Beliau seorang banker’s senior yang menjadi DIRUT bank NTT beberapa periode. Jejak prestasi emas beliau untuk bank NTT sangat monumental, di antaranya branding bangunan bank NTT yang megah berlantai 5 dengan fasilitas lift, peralihan tata adminstrasi bank dari manual of line ke mesinyang on line, pertama kali bank NTT mengenal ATM, kesejahteraan pegawai yang baik, pendirian dana pensiun bank NTT yang saat ini membuat kesejahteraan para pensiunan bank NTT menjadi sangat terawat, beliau juga mendorong pendirian Koperasi karyawan bank NTT yang saat ini berkembang baik dan deretan penghargaan yang diperoleh bank NTT.
Terutama juga suasana bisnis yang sejuk, harmonis hubungan bisnis yang humanis sangat di rasakan. Jarang kita mendengar isu miring tentang bank NTT selama kepemimpinan beliau.
Bila kemampuan beliau sebagai banker’s senior di advice olehstake holder yang lain terutama oleh forum RUPS dengan baik maka saya kira akan ada banyak ide strategis yang belum kita ketahui bisa beliau singkapkan dan dipandu.
Salah satu contoh, ide beliau tentang holding company khusus bank untuk ASN. Menurut beliau profil risoko bisnis pada segmen ini relatif sangat secure atau aman dan sangat ideal bisa mengungkit kinerja laba bank NTT, (penulis tidak merinci detail strategi ini, karena fokus tulisan pada referensi subyektif banker’s. Akan di ulas pada tulisan berikut ).
Saya tidak bermaksud mengkultuskan bapak Amos Corputy, tetapi warisan sejarah strategi berbisnis yang taat asas yang pernah ditorehkannya layak di rujuk oleh pengurus , Pemegang Saham yang saat ini akan berproses fit & proper test untuk mendapatkan pemimpin bank NTT beberapa tahun ke depan.
Pandangan bersifat subyektif yang historical seperti ini memang bukan panduan teknis yang popular, namun menurut penulis kehebatan teknis mesti jalan bersama kemampuan etis. Catatan subyektif dan historical tentang cara bapak Amos Corputy memimpin adalah panduan etis yang menurut penulis layak dirujuk dan dipandu sebagai another strategy dalam menyusun strategi bisnis bank NTT 4 tahun ke depan.
Sumber petuah untuk membangun bisnis yang lebih baik tidak selamanya dari person atau seseorang tetapi juga sejarah juga bisa menjadi salah satu sumber petuah dan cara semesta berpetuah kepada kita.
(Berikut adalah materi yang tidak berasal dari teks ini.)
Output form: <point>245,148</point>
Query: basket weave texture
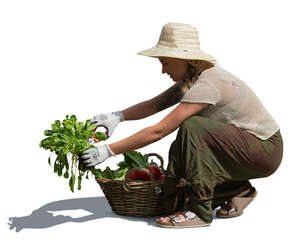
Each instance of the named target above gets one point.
<point>135,198</point>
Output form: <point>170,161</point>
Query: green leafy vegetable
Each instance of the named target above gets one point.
<point>70,138</point>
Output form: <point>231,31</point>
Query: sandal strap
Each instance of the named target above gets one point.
<point>188,215</point>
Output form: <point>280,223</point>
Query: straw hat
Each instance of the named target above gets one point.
<point>178,40</point>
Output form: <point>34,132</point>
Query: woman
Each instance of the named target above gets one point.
<point>225,136</point>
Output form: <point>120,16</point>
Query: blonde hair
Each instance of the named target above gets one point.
<point>194,70</point>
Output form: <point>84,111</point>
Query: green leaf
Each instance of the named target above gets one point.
<point>136,159</point>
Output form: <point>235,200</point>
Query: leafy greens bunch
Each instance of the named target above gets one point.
<point>68,139</point>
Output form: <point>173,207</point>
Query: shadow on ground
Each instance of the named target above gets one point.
<point>98,208</point>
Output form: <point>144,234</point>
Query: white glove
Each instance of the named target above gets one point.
<point>96,155</point>
<point>108,121</point>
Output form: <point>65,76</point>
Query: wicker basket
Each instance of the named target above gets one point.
<point>134,198</point>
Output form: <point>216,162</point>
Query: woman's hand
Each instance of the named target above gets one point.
<point>95,155</point>
<point>108,121</point>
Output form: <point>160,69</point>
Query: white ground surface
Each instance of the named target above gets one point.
<point>79,57</point>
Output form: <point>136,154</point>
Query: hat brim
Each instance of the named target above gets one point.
<point>156,52</point>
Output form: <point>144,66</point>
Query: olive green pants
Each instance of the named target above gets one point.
<point>210,162</point>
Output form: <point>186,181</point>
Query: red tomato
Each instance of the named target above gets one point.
<point>141,175</point>
<point>154,170</point>
<point>132,175</point>
<point>162,177</point>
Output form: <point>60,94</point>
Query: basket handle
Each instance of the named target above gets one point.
<point>160,159</point>
<point>127,187</point>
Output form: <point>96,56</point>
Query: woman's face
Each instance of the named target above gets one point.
<point>174,67</point>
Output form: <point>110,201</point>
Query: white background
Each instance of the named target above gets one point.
<point>79,57</point>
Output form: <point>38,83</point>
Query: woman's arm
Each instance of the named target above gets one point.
<point>156,132</point>
<point>164,100</point>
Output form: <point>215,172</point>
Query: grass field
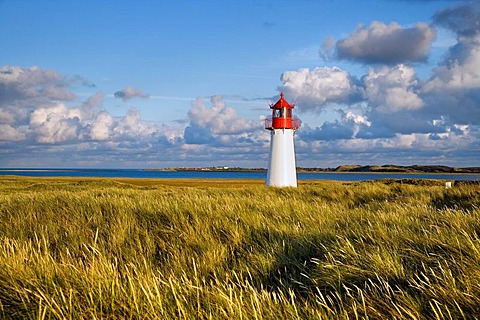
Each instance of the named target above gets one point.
<point>234,249</point>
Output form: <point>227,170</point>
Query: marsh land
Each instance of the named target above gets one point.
<point>234,249</point>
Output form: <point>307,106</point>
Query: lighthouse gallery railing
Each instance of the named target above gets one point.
<point>295,123</point>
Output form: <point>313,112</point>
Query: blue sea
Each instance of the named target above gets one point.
<point>140,173</point>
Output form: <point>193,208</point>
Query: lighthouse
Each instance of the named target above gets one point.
<point>281,164</point>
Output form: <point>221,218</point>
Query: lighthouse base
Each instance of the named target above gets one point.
<point>281,165</point>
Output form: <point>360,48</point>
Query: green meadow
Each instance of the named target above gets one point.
<point>234,249</point>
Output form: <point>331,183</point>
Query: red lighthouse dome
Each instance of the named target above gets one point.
<point>282,116</point>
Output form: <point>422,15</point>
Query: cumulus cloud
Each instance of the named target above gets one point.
<point>390,109</point>
<point>313,89</point>
<point>463,19</point>
<point>387,44</point>
<point>218,123</point>
<point>130,93</point>
<point>39,115</point>
<point>392,89</point>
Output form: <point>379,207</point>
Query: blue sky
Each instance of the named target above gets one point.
<point>145,84</point>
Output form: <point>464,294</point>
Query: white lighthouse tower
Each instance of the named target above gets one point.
<point>281,164</point>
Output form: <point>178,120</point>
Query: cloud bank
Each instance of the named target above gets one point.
<point>386,115</point>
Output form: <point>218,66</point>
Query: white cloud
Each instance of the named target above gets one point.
<point>130,93</point>
<point>392,89</point>
<point>312,89</point>
<point>389,44</point>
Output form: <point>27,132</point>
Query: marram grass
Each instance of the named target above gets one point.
<point>157,249</point>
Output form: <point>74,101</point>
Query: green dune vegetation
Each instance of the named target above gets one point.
<point>234,249</point>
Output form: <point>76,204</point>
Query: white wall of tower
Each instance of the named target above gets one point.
<point>281,165</point>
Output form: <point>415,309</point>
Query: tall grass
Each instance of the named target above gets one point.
<point>109,249</point>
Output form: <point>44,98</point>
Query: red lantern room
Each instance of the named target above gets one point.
<point>282,116</point>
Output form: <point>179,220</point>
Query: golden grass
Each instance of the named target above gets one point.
<point>218,249</point>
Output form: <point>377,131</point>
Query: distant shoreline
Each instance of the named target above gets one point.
<point>414,169</point>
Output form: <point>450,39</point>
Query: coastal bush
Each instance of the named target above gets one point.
<point>93,248</point>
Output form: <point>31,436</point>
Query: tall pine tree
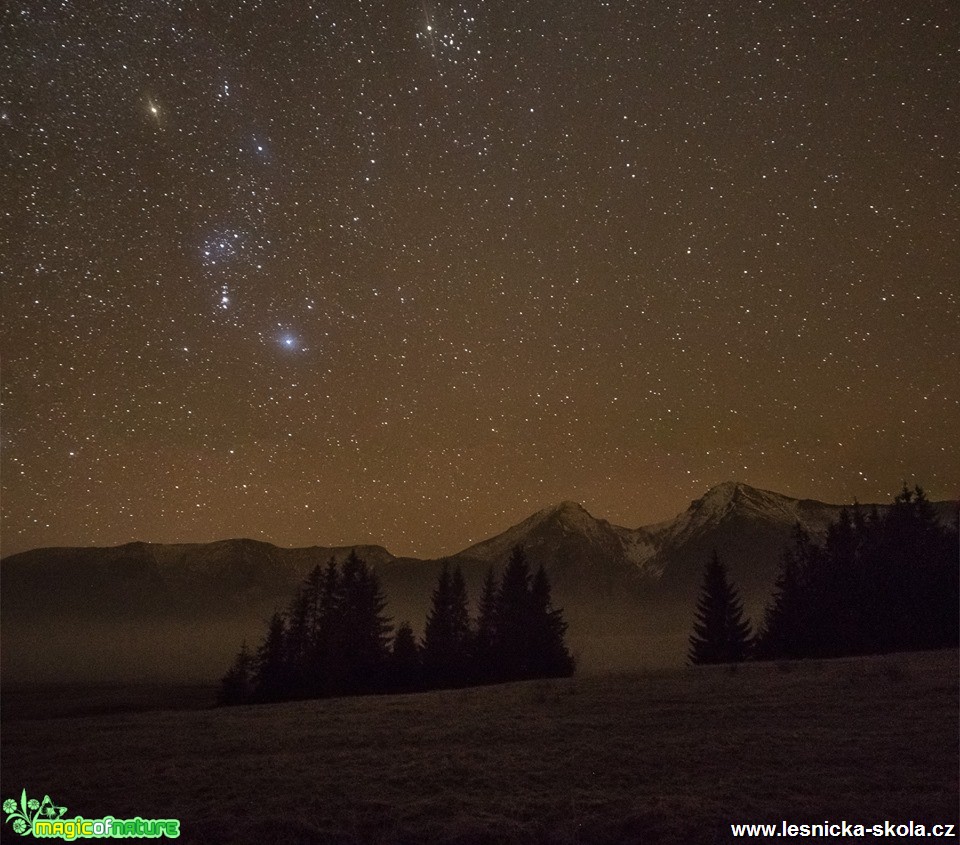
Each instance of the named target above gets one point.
<point>446,638</point>
<point>720,634</point>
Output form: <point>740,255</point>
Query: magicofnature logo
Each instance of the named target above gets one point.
<point>44,820</point>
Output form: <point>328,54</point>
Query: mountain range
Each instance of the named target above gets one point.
<point>179,611</point>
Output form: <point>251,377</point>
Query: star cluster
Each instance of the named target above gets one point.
<point>404,272</point>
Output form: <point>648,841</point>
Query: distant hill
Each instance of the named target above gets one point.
<point>152,611</point>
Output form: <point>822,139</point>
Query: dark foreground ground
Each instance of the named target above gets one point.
<point>668,757</point>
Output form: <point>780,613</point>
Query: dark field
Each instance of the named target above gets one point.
<point>670,757</point>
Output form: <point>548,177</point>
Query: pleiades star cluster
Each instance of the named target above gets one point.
<point>404,272</point>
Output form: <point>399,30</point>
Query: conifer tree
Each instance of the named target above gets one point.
<point>512,644</point>
<point>484,638</point>
<point>272,673</point>
<point>406,666</point>
<point>549,656</point>
<point>236,687</point>
<point>361,631</point>
<point>720,634</point>
<point>446,637</point>
<point>782,633</point>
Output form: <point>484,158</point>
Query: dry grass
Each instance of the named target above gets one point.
<point>667,757</point>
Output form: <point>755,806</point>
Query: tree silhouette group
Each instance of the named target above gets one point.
<point>877,583</point>
<point>335,640</point>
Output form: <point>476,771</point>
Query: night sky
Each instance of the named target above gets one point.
<point>405,272</point>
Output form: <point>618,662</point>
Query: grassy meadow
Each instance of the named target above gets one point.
<point>662,757</point>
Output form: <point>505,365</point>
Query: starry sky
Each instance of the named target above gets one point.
<point>405,272</point>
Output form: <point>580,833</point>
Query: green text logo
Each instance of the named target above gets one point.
<point>44,820</point>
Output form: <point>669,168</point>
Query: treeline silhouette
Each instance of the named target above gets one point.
<point>335,640</point>
<point>877,583</point>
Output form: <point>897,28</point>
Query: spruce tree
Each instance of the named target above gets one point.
<point>482,656</point>
<point>271,680</point>
<point>361,634</point>
<point>406,669</point>
<point>236,687</point>
<point>549,657</point>
<point>446,636</point>
<point>512,643</point>
<point>720,634</point>
<point>782,634</point>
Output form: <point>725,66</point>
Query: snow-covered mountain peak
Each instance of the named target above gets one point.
<point>736,497</point>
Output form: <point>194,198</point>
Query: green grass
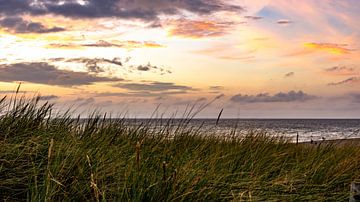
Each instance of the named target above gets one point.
<point>47,157</point>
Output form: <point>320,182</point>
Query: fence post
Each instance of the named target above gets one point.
<point>297,138</point>
<point>355,192</point>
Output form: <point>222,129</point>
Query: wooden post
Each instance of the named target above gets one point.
<point>297,138</point>
<point>355,192</point>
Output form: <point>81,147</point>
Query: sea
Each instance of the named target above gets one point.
<point>302,130</point>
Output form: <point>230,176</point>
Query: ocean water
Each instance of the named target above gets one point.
<point>307,129</point>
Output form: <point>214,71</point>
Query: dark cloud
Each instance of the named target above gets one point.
<point>253,17</point>
<point>291,96</point>
<point>84,101</point>
<point>125,9</point>
<point>48,97</point>
<point>14,91</point>
<point>107,44</point>
<point>283,22</point>
<point>92,64</point>
<point>290,74</point>
<point>153,87</point>
<point>19,25</point>
<point>44,73</point>
<point>351,80</point>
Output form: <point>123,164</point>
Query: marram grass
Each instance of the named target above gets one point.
<point>46,157</point>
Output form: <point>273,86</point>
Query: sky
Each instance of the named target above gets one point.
<point>251,58</point>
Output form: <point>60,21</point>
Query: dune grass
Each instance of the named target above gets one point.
<point>47,157</point>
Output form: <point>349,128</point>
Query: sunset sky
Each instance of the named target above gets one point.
<point>253,58</point>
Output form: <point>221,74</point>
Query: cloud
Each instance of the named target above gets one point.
<point>153,87</point>
<point>291,96</point>
<point>124,9</point>
<point>216,87</point>
<point>141,94</point>
<point>44,73</point>
<point>351,80</point>
<point>107,44</point>
<point>290,74</point>
<point>253,17</point>
<point>92,64</point>
<point>340,70</point>
<point>198,28</point>
<point>355,97</point>
<point>48,97</point>
<point>84,101</point>
<point>333,48</point>
<point>284,22</point>
<point>21,26</point>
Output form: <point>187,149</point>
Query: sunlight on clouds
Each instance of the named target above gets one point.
<point>338,49</point>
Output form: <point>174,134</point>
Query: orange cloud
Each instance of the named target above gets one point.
<point>341,71</point>
<point>197,28</point>
<point>338,49</point>
<point>105,44</point>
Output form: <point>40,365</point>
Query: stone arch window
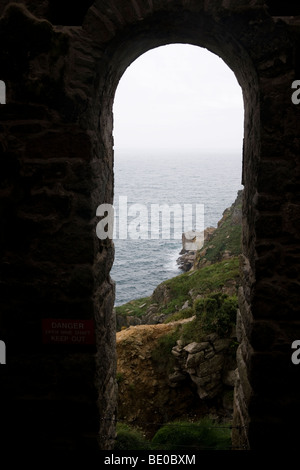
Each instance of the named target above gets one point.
<point>2,92</point>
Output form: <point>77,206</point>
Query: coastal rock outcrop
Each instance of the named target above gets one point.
<point>185,381</point>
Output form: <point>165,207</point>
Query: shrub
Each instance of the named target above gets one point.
<point>129,439</point>
<point>216,313</point>
<point>187,436</point>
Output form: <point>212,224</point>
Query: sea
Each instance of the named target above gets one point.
<point>200,183</point>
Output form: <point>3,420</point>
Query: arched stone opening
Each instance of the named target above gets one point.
<point>204,33</point>
<point>57,154</point>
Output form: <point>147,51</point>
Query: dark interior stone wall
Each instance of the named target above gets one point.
<point>56,162</point>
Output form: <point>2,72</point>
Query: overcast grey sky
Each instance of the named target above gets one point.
<point>178,97</point>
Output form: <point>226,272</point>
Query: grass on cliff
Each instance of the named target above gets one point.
<point>177,436</point>
<point>200,281</point>
<point>227,236</point>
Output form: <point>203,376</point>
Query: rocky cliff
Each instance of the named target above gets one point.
<point>176,360</point>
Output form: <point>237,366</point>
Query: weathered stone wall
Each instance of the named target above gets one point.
<point>56,155</point>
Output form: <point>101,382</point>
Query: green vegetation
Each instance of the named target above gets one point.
<point>214,313</point>
<point>227,237</point>
<point>201,282</point>
<point>129,438</point>
<point>137,307</point>
<point>185,436</point>
<point>177,436</point>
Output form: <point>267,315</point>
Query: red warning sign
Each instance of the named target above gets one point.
<point>67,331</point>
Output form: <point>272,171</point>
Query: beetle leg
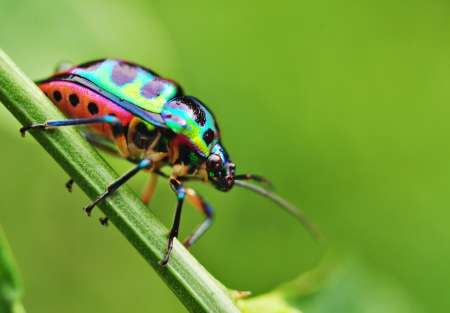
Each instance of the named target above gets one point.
<point>149,189</point>
<point>143,164</point>
<point>178,188</point>
<point>69,184</point>
<point>109,119</point>
<point>197,201</point>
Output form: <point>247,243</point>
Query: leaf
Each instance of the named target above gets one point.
<point>10,285</point>
<point>335,287</point>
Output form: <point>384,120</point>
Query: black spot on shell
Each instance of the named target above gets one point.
<point>74,100</point>
<point>92,108</point>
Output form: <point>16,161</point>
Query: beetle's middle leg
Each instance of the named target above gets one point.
<point>149,189</point>
<point>197,201</point>
<point>179,190</point>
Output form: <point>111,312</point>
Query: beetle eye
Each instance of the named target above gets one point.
<point>208,136</point>
<point>214,162</point>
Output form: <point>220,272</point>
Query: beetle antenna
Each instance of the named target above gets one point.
<point>289,207</point>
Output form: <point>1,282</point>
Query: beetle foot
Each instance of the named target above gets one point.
<point>69,185</point>
<point>104,221</point>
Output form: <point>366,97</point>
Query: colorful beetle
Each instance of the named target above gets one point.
<point>148,120</point>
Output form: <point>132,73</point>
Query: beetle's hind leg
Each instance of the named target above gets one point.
<point>109,119</point>
<point>179,190</point>
<point>143,164</point>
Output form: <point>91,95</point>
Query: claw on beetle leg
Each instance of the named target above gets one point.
<point>69,185</point>
<point>104,220</point>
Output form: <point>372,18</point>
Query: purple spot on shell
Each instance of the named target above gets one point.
<point>91,66</point>
<point>153,88</point>
<point>123,73</point>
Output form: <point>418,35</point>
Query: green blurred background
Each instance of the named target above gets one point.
<point>344,104</point>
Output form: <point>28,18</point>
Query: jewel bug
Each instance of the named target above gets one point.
<point>136,114</point>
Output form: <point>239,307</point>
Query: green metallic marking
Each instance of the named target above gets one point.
<point>102,77</point>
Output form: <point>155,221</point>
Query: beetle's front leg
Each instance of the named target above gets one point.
<point>179,190</point>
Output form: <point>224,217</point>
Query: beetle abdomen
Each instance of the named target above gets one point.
<point>76,101</point>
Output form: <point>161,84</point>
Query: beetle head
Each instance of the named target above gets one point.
<point>220,169</point>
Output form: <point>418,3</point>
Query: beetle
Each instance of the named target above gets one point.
<point>147,119</point>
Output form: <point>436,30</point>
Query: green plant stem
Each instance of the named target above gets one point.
<point>192,284</point>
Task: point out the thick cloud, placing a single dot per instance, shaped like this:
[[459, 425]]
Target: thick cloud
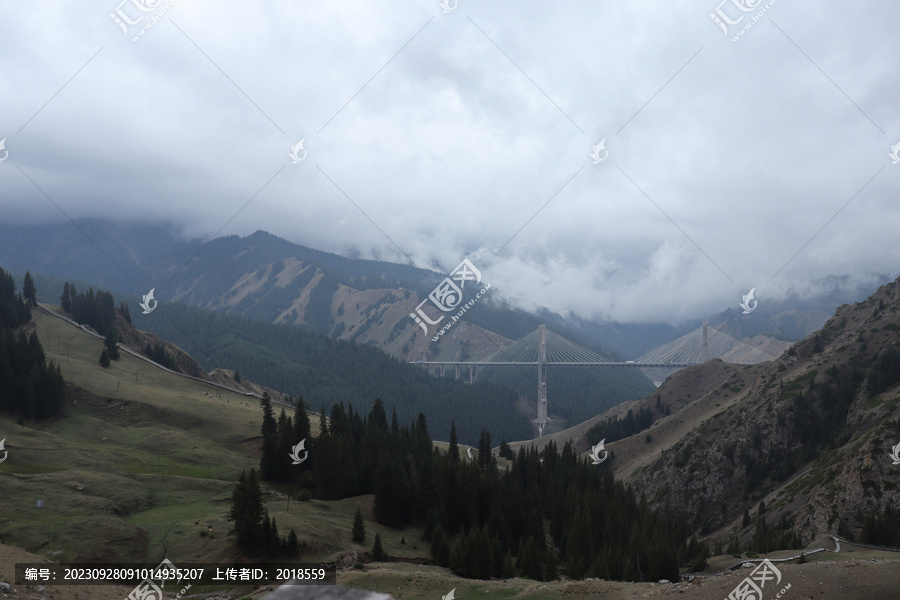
[[432, 137]]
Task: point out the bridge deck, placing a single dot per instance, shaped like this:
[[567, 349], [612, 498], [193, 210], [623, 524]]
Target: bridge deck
[[553, 364]]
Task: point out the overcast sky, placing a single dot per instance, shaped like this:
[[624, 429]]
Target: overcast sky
[[435, 136]]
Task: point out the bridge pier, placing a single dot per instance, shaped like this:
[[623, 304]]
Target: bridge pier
[[542, 380]]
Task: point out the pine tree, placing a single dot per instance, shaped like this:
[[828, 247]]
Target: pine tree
[[358, 532], [505, 451], [248, 514], [110, 341], [65, 300], [125, 311], [378, 553], [377, 416], [301, 423], [485, 458], [292, 547], [28, 291], [454, 446], [267, 462], [283, 448], [269, 426]]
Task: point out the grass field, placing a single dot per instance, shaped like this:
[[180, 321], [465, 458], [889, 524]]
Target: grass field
[[139, 459], [143, 459]]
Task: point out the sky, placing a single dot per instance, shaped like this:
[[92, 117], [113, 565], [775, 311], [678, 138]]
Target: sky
[[755, 153]]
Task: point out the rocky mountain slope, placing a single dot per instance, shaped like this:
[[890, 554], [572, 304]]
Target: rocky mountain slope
[[808, 434]]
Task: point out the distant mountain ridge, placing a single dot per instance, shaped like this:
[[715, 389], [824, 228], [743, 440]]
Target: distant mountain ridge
[[268, 279]]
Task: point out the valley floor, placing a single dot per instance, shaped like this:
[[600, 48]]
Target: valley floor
[[852, 574]]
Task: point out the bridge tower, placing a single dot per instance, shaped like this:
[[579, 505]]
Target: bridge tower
[[542, 380], [705, 342]]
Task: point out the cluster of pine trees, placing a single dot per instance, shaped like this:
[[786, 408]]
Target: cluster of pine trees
[[158, 354], [278, 439], [549, 510], [97, 309], [30, 385], [257, 533]]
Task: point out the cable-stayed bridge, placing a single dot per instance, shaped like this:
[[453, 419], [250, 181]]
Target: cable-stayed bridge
[[544, 349]]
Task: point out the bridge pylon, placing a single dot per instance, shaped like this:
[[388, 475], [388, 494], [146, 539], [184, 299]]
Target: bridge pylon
[[542, 380]]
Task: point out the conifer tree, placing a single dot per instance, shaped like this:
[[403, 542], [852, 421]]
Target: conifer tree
[[377, 416], [454, 445], [269, 424], [247, 512], [358, 532], [110, 341], [283, 449], [65, 300], [301, 423], [485, 458], [125, 311], [267, 466], [378, 553], [28, 291]]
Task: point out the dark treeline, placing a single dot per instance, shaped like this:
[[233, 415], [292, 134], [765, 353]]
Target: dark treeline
[[577, 393], [158, 354], [97, 309], [615, 428], [549, 511], [255, 532], [30, 385], [303, 363]]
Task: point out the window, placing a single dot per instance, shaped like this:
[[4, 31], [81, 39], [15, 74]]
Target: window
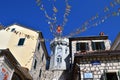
[[82, 46], [21, 41], [59, 59], [13, 29], [40, 73], [35, 63], [98, 46], [39, 46], [42, 56]]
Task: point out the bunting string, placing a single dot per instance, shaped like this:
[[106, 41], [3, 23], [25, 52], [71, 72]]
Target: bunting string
[[98, 19]]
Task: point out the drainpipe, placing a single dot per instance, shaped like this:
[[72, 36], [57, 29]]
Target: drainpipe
[[79, 70]]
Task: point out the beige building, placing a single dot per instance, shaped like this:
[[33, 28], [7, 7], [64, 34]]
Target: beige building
[[27, 46], [10, 68], [116, 43]]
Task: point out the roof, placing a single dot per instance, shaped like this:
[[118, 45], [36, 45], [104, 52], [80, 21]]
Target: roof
[[23, 26], [15, 64], [89, 38]]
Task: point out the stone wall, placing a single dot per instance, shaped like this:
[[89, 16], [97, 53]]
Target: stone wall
[[108, 64]]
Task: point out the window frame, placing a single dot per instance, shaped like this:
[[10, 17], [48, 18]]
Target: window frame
[[82, 46], [98, 45], [21, 42]]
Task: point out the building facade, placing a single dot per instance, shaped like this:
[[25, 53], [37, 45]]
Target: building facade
[[28, 47], [59, 61], [92, 59], [10, 68]]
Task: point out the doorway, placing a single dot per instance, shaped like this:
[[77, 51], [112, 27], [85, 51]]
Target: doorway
[[111, 76]]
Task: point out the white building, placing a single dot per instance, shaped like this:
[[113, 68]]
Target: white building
[[59, 61], [27, 46], [92, 58]]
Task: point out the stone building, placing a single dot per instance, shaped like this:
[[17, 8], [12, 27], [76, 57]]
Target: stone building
[[28, 48], [92, 59], [10, 68], [116, 43], [59, 61]]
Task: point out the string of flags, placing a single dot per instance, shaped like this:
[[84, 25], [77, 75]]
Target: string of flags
[[26, 35], [95, 20]]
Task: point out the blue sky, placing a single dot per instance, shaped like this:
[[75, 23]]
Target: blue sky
[[27, 13]]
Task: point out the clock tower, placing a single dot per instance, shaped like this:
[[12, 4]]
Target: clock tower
[[59, 54]]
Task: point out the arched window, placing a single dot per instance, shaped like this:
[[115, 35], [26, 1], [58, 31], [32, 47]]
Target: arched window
[[59, 59], [16, 77]]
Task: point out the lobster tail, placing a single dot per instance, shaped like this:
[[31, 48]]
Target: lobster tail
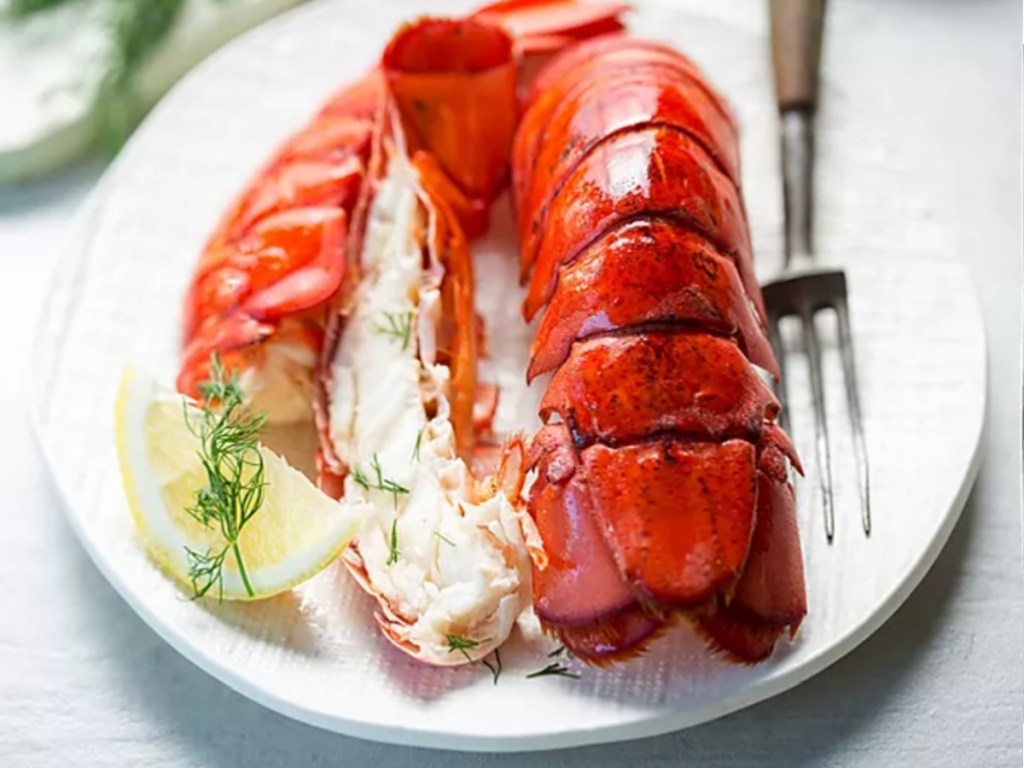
[[662, 477]]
Semoga profille bapak Amos menjadi penerang ingatan kita yang bisa memandu kita menuju perwujudan visi menjadi bank NTT yang Sehat, Kuat dan Terpercaya .
Lebih dari itu harapannya agar forum RUPS berikut bisa mengidentifikasinya dengan baik penyebab menurunnya kontribusi ini. Lalu bisa mengasistensi dan mengawal bagaimana strategi bisnis Bank NTT di tahun 2025 dari para kandidat Direksi dan Komisaris, dengan rujukan etis yang saya gambarkan di atas.